Tuesday, July 5, 2011

The Big Idea


So you’ve got a great idea for a business, now what?  The question you’re really asking is how do you turn a great idea into money?  It’s the question inside the question that entrepreneurs are afraid to ask out loud.  I wonder why that is?  Isn’t that what creating a business is all about, making a profit to support you and your family in a lifestyle you can grow accustomed?  As far as I’m concerned, it is.  I’m not sure why many people now consider profit a bad word.  We need profit to grow businesses, hire employees and make charitable contributions.  Without profit, we’d have none of that.  The answer can be summed up in one word: entrepreneurship.  In other words, turn your great idea into a business.

Merriam-Webster defines entrepreneurship as:

           “one who organizes, manages, and assumes the risks of a business or enterprise.”
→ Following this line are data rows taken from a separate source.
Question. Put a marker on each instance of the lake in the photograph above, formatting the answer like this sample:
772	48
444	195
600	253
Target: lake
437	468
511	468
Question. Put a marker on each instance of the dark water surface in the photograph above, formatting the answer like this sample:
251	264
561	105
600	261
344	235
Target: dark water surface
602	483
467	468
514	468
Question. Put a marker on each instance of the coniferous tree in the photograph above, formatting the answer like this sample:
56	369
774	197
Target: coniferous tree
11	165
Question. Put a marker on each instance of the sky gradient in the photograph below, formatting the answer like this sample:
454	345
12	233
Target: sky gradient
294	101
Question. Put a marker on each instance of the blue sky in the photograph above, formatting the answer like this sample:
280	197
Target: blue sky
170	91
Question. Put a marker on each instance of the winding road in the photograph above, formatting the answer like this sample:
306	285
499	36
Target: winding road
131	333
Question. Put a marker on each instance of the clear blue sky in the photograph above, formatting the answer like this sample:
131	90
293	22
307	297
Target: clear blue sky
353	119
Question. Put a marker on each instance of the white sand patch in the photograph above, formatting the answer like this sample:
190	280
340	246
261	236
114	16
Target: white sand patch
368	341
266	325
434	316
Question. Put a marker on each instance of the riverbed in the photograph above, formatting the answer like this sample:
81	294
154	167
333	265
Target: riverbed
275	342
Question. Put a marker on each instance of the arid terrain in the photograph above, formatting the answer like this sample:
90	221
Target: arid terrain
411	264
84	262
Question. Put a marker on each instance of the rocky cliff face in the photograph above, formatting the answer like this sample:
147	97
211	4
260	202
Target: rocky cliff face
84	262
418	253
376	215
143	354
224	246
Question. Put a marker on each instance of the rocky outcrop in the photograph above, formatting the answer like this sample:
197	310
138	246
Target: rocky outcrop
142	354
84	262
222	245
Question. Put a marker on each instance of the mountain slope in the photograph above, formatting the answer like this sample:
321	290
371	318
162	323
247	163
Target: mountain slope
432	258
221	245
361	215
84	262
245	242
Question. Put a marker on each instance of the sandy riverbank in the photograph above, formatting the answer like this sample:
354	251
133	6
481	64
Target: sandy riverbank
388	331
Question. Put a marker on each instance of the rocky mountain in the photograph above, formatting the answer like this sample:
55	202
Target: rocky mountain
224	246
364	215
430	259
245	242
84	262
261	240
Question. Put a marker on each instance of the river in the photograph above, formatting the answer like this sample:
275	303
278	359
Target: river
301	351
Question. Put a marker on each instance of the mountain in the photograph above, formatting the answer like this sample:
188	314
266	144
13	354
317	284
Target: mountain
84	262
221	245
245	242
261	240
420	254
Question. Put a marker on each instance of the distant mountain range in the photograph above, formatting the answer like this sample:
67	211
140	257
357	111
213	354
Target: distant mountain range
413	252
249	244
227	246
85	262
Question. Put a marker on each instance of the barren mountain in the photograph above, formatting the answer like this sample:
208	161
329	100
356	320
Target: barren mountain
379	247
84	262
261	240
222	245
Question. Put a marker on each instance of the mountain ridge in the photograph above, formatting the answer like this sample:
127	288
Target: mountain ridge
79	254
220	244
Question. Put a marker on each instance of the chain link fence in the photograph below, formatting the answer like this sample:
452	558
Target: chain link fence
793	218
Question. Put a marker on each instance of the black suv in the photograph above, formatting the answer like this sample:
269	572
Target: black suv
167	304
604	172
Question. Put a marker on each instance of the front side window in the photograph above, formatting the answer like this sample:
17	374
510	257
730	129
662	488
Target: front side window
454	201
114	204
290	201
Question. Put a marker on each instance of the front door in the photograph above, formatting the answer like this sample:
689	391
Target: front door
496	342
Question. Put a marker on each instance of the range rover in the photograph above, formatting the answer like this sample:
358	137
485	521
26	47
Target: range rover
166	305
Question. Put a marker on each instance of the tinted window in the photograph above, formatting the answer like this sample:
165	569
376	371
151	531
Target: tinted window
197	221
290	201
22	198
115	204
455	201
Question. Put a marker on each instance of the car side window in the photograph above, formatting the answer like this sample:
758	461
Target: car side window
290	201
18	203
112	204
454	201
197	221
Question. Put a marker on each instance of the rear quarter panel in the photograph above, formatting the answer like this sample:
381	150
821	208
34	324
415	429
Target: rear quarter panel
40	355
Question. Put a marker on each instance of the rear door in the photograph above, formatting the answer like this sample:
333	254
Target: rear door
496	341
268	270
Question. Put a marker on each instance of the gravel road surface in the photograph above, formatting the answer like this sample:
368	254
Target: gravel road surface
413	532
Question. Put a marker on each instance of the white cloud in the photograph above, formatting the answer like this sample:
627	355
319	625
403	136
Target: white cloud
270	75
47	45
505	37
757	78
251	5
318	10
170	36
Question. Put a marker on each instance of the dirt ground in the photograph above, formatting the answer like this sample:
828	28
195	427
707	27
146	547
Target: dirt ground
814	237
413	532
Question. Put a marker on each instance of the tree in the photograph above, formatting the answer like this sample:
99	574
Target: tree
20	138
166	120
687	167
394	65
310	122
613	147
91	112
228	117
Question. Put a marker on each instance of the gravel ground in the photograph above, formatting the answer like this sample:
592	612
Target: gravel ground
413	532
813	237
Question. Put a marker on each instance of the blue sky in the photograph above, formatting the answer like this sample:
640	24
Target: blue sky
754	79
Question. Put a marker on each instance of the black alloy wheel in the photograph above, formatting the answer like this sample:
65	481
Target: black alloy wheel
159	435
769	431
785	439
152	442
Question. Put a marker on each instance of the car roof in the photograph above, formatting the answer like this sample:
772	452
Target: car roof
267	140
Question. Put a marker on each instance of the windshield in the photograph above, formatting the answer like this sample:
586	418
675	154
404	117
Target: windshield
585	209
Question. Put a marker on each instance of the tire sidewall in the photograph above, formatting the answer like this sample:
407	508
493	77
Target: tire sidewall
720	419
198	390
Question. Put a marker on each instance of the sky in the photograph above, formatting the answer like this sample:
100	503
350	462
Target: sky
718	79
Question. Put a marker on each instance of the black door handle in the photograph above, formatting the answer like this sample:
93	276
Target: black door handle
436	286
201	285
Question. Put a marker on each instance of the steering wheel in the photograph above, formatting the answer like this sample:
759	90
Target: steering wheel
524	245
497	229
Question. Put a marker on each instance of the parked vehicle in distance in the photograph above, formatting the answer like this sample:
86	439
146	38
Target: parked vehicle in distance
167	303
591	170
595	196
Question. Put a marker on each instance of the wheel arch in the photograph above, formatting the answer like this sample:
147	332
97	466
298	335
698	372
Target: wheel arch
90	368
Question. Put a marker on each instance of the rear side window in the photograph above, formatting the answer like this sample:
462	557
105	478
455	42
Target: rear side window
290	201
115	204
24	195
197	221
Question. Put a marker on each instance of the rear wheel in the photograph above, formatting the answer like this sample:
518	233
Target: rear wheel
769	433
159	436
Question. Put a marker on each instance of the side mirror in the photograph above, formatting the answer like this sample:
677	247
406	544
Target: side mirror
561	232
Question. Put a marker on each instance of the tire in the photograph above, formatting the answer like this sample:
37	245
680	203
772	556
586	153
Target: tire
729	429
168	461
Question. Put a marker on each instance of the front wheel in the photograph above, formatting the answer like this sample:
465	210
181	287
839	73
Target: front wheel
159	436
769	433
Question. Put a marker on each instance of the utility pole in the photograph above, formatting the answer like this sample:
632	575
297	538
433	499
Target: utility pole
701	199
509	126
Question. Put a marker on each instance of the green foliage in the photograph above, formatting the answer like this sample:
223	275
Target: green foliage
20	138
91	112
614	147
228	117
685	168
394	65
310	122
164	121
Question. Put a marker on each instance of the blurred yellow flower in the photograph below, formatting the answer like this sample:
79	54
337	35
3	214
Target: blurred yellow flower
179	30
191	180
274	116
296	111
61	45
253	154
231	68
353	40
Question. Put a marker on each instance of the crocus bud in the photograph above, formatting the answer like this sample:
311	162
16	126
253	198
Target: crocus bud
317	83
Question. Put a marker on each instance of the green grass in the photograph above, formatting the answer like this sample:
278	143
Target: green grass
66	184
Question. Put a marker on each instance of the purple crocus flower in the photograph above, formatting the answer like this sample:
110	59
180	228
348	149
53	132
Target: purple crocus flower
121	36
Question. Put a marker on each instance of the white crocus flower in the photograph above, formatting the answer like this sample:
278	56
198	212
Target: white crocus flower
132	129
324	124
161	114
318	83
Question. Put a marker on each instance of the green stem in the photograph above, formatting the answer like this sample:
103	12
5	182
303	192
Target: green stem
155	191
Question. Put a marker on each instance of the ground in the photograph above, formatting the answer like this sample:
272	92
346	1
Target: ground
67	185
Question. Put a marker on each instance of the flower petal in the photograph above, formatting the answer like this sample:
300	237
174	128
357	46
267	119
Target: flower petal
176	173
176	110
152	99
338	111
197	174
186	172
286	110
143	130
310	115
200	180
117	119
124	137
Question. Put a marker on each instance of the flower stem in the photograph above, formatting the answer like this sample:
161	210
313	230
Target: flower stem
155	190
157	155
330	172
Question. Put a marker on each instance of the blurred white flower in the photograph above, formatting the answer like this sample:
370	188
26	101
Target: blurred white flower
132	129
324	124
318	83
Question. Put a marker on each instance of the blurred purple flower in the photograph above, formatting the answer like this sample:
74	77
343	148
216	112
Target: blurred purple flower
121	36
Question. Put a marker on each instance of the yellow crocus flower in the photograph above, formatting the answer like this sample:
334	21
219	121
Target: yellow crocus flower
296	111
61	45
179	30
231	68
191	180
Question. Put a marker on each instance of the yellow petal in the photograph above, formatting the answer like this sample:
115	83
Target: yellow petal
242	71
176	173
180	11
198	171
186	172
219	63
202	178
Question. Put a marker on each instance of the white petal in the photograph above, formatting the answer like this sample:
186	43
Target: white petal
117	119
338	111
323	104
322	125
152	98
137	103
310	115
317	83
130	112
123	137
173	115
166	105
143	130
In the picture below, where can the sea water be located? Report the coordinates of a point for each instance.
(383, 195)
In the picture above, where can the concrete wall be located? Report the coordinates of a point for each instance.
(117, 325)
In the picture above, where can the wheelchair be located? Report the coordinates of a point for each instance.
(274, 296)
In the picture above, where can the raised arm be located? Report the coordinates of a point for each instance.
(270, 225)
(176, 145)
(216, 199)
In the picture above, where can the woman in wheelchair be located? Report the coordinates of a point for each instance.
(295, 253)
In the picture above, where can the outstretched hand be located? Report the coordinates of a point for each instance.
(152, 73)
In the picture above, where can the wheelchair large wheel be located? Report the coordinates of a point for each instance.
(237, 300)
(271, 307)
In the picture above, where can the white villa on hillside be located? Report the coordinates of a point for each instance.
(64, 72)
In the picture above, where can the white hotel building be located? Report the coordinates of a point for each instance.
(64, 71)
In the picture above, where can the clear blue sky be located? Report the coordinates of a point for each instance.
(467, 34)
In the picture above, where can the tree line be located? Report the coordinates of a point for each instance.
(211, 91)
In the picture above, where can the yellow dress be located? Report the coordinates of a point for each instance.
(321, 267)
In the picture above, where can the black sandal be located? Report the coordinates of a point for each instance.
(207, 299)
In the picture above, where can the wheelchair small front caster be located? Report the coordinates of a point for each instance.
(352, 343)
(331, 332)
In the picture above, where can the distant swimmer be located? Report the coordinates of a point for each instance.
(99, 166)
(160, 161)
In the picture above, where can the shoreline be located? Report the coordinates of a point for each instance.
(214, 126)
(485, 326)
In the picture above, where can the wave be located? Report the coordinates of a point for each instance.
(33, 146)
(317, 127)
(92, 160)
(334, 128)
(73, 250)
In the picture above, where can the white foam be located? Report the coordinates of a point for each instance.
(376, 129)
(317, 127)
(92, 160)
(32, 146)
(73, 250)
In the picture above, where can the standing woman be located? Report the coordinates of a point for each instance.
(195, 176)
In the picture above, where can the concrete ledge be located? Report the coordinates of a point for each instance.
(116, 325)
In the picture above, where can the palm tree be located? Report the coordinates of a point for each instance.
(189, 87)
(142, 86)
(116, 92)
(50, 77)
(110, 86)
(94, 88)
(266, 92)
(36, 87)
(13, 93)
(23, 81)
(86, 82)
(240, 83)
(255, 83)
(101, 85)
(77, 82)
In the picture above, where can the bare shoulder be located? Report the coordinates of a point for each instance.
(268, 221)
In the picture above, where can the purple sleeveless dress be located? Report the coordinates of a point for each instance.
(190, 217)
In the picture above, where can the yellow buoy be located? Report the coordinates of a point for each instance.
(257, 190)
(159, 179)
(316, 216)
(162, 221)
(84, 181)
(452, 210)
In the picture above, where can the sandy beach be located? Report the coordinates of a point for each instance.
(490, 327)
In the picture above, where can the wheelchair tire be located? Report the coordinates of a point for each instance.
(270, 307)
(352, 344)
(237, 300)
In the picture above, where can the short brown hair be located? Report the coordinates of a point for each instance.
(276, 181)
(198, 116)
The concept that a person can take an idea and turn it into a profitable business and achieve financial security is the embodiment of the American Dream.  For years, individuals have been developing ideas into businesses.  Some have taken really harebrained ideas and become overnight successes.  Can you think of any harebrained business ideas that turned into financial windfalls?  I'll talk about a couple of well-known ideas that worked out in a future post.

There are all kinds of statistics from government and private sources about how many businesses survive and how many fail.  Generally speaking, roughly 80 - 90% of new businesses fail.  And there’s a good reason.  Depending on which publication you read or which organization you believe, there are literally dozens of reasons start-ups fail.  I generally categorize business failures into three groups:

1. The idea behind the business was a silly non-star aligned harebrained idea
2. The real idea behind the business wasn’t sufficiently studied and planned
3. The individual starting the business screwed up.

In fact, operator error is the root cause of almost every business failure.  The owner didn’t understand the market, the capital requirements, the complexities of partnerships or the seriousness of cash flow.  Oh, the cash flow, that vital nourishment of all small businesses.  Perhaps the market turned sour and the owner didn’t have enough capital to sustain though the bad times.  Could we add a fourth category or fifth or tenth?  Sure.  But I generally categorize anything not a 1 or a 2 as operator error.  You can make the case (it’s semantics really) that the economy turning isn’t something that the owner can do anything about.  I could argue that the owner should have foreseen lean times and had a reserve.  Does it really matter?  I think you get the point.

If we look back to the definition of entrepreneurship, it suggests that someone is organizing and managing a business.  That someone is you.  It’s the organizing and managing that tends to get in the way of most people being successful.  That’s the part that makes starting a business such a risky proposition.  However, the statistic that you don’t usually hear is that for people who get some business education and coaching, the statistic turns upside-down.  Entrepreneurs who get business and financial education and who work with a mentor or coach tend to succeed at an 80% rate.  Now that’s more like it.